Latest Fast Company is now up: Vampire Loads, White Roofs, and the Quest for Efficiency gives a shout-out to the newly-retired head of the California Energy Commission, Art Rosenfeld, and the benefits his policies have provided to California and, as other states adopt them and manufacturers adhere to them, the rest of the US.

Rosenfeld was, until his retirement, the head of the California Energy Commission, a state organization that shapes the rules surrounding electricity production and use in California. During Rosenfeld's 30-year tenure at the CEC, he made energy efficiency the overriding driver of regulatory policy, creating rules for everything from refrigerators (which now use only a quarter of the power that their less-fancy 1970s ancestors did) to "vampire loads" (the power still consumed by devices when turned off) to--most recently--the power consumed by flat screen televisions, which by some reports now account for nearly 10% of the power consumption in California.

And in doing so, is directly responsible for this remarkable fact: despite an explosion of consumer electronics, mobile gadgets, and personal computers of all types, energy use per-capita in California is the same as it was 30 years ago.

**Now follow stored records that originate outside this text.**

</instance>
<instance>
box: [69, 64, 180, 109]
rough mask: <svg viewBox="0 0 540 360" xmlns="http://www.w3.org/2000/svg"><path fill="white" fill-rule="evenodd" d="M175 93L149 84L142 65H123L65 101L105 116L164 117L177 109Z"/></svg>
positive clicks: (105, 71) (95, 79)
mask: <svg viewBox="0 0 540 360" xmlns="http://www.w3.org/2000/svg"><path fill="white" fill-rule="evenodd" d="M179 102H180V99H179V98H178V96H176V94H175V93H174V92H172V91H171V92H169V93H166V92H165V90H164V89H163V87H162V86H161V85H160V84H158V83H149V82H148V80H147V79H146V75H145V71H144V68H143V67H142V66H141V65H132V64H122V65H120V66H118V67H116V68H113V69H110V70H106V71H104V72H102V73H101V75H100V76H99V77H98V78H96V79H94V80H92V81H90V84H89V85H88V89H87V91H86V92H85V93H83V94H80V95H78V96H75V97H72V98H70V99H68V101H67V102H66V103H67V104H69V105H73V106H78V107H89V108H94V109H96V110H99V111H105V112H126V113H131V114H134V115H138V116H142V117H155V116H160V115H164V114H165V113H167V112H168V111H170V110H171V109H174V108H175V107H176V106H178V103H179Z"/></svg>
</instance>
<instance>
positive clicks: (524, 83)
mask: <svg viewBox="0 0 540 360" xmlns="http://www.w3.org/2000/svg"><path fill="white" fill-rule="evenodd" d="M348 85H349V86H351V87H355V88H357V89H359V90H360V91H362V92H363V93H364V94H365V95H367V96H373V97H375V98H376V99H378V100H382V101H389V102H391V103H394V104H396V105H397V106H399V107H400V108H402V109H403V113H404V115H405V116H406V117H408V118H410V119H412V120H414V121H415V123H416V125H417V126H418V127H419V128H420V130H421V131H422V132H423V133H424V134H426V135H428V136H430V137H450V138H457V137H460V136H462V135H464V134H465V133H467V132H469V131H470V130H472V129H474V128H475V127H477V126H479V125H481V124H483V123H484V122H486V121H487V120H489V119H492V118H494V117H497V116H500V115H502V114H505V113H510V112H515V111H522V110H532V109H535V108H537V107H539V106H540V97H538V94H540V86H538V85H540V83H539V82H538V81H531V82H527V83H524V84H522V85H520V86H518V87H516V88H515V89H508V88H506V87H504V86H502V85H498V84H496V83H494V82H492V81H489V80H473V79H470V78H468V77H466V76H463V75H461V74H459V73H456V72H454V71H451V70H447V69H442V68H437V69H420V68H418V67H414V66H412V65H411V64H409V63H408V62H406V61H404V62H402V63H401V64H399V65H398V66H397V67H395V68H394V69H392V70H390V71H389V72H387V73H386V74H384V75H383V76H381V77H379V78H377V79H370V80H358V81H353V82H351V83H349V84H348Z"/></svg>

There are a couple of ways to look at this data point. You could say "See! With all of the effort we put into efficiency, people just find ways to keep using that power -- things never get better!" Or you could say "See! Through increasing efficiency, we can keep improving our quality of life without increasing the impact we have on the world!"

Which one is more persuasive depends on what kind of mood I'm in.


Or it could be, "See! CA is using the same amount of energy because it exported a whole bunch of its manufacturing base."